Roscoe Conkling Arbuckle was born on March 24, 1887, in Smith Center, Kansas. He worked as a vaudeville performer and in 1917 formed his own company.  In 1919, the heavy-set actor signed a $1 million per year deal with Paramount Pictures, an extraordinary sum for the time.

In early September 1921, Arbuckle went to San Francisco with two male friends for a short vacation. The men hosted a party in their suite, during which a guest named Virginia Rappe, who had been drinking, became ill. Rappe, who was in her twenties, died several days later from peritonitis caused by a ruptured bladder. Maude Delmont, another guest at the party, claimed Arbuckle had raped Rappe and injured her bladder.

Arbuckle’s arrest by the SFPD soon generated a massive scandal. Arbuckle maintained his innocence, but was lambasted in the press and the public boycotted his films.

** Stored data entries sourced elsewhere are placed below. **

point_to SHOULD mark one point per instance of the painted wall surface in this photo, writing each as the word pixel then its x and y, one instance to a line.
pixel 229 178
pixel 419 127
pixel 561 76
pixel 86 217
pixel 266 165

Delmont turned out to be a questionable witness, with a criminal record and several other witnesses would later claim the prosecution had intimidated them into giving false testimony. After two mistrials, the jury in Arbuckle’s third trial found him not guilty and even issued him an apology.

Despite this favorable outcome, the film industry nevertheless temporarily banned him. He subsequently attempted a comeback directing several films under the pseudonym William B. Goodrich, but his career never fully recovered and he struggled with alcoholism and died of heart failure at age 46 on June 29, 1933.